I personally would use a model similar to the following:
The product table would be pretty basic, your main product details:
create table product
(
part_number int, (PK)
name varchar(10),
price int
);
insert into product values
(1, 'product1', 50),
(2, 'product2', 95.99);
Second the attribute table to store the each of the different attributes.
create table attribute
(
attributeid int, (PK)
attribute_name varchar(10),
attribute_value varchar(50)
);
insert into attribute values
(1, 'color', 'red'),
(2, 'color', 'blue'),
(3, 'material', 'chrome'),
(4, 'material', 'plastic'),
(5, 'color', 'yellow'),
(6, 'size', 'x-large');
Finally create the product_attribute table as the JOIN table between each product and its attributes associated with it.

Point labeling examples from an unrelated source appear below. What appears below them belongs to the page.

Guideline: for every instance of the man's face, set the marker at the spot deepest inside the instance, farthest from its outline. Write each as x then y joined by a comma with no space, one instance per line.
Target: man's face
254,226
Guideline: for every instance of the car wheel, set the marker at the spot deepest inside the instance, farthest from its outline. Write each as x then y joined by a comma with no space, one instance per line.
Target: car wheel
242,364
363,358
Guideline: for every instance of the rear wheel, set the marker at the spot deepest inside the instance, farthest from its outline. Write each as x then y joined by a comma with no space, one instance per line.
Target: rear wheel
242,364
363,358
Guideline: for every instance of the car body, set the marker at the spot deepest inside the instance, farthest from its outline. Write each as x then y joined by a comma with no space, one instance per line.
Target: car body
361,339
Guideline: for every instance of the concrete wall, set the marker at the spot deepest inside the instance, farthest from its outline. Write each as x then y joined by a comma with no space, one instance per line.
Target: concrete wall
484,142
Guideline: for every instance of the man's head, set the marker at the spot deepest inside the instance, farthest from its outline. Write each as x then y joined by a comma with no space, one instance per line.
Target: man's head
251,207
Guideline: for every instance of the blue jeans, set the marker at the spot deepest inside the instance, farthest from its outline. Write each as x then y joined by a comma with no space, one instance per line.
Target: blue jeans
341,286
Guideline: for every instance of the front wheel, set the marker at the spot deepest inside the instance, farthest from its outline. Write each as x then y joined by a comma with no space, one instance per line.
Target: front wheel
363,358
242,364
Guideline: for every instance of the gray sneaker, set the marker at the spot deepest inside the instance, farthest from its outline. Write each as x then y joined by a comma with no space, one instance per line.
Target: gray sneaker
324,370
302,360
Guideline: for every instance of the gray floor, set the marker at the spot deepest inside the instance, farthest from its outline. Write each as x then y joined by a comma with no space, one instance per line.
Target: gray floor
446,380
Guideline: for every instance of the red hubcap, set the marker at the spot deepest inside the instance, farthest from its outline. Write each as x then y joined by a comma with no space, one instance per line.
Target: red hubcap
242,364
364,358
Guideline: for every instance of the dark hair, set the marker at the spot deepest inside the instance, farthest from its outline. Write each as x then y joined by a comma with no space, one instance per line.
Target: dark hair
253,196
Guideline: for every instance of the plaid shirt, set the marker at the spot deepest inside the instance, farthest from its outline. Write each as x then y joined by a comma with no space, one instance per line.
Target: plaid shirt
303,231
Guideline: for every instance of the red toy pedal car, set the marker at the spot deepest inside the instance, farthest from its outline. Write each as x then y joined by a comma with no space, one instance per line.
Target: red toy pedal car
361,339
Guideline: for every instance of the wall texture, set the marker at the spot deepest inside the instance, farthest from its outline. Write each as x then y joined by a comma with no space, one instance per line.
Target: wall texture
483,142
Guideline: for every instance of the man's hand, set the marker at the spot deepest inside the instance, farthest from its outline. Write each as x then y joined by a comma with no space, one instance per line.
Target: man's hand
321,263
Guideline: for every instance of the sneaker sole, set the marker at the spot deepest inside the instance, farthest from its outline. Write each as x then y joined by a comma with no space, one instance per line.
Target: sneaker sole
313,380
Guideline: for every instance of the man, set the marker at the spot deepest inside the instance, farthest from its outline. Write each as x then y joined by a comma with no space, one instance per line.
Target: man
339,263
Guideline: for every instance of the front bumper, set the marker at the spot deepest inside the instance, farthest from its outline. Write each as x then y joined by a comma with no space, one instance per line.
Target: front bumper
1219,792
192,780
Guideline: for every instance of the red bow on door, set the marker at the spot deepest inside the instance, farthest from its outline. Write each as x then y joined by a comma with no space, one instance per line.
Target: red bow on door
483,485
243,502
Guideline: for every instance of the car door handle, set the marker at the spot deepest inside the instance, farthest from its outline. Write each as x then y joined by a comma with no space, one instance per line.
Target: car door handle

create table product_attribute
(
part_number int, (FK)
attributeid int (FK)
);
insert into product_attribute values
(1, 1),
(1, 3),
(2, 6),
(2, 2),
(2, 6);
Depending on how you want to use the data you are looking at two joins:
select *
from product p
left join product_attribute t
on p.part_number = t.part_number
left join attribute a
on t.attributeid = a.attributeid;
See SQL Fiddle with Demo. This returns data in the format:
PART_NUMBER | NAME | PRICE | ATTRIBUTEID | ATTRIBUTE_NAME | ATTRIBUTE_VALUE
___________________________________________________________________________
1 | product1 | 50 | 1 | color | red
1 | product1 | 50 | 3 | material | chrome
2 | product2 | 96 | 6 | size | x-large
2 | product2 | 96 | 2 | color | blue
2 | product2 | 96 | 6 | size | x-large
But if you want to return the data in a PIVOT
format where you have one row with all of the attributes as columns, you can use CASE
statements with an aggregate:
SELECT p.part_number,
p.name,
p.price,
MAX(IF(a.ATTRIBUTE_NAME = 'color', a.ATTRIBUTE_VALUE, null)) as color,
MAX(IF(a.ATTRIBUTE_NAME = 'material', a.ATTRIBUTE_VALUE, null)) as material,
MAX(IF(a.ATTRIBUTE_NAME = 'size', a.ATTRIBUTE_VALUE, null)) as size
from product p
left join product_attribute t
on p.part_number = t.part_number
left join attribute a
on t.attributeid = a.attributeid
group by p.part_number, p.name, p.price;
See SQL Fiddle with Demo. Data is returned in the format:
PART_NUMBER | NAME | PRICE | COLOR | MATERIAL | SIZE
_________________________________________________________________
1 | product1 | 50 | red | chrome | null
2 | product2 | 96 | blue | null | x-large
As you case see the data might be in a better format for you, but if you have an unknown number of attributes, it will easily become untenable due to hard-coding attribute names, so in MySQL you can use prepared statements to create dynamic pivots. Your code would be as follows (See SQL Fiddle With Demo):
SET @sql = NULL;
SELECT
GROUP_CONCAT(DISTINCT
CONCAT(
'MAX(IF(a.attribute_name = ''',
attribute_name,
''', a.attribute_value, NULL)) AS ',
attribute_name
)
) INTO @sql
FROM attribute;
SET @sql = CONCAT('SELECT p.part_number
, p.name
, ', @sql, '
from product p
left join product_attribute t
on p.part_number = t.part_number
left join attribute a
on t.attributeid = a.attributeid
GROUP BY p.part_number
, p.name');
PREPARE stmt FROM @sql;
EXECUTE stmt;
DEALLOCATE PREPARE stmt;
This generates the same result as the second version with no need to hard-code anything. While there are many ways to model this I think this database design is the most flexible.
Best Answer
If all apples are green and all bananas are yellow a
Fruit
table(ID int, Name varchar(50), colour varchar(50))
would be appropriate, with your data table having a foreign key to it.If you have yellow apples and orange bananas (yea for genetic engineering!), but only certain combinations are permitted you will need
FruitRainbow(ID int, FruitID, ColourID)
with the latter two as FKs to your option 2 tables above and your data table having a FK to FruitRainbow.If any fruit can occur in any colour, and you don't want to limit those combinations in advance, your option 2 is fine.
If your query is really about resource optimisation rather than relational integrity then you'll have to decide what you want to gain and what you're willing to trade to get it. By using integer FKs instead of natural name you get a smaller disk footprint at the cost of runtime load. There are no free lunches. Pick your problem and solve it in the knowledge of the compromises it will entail.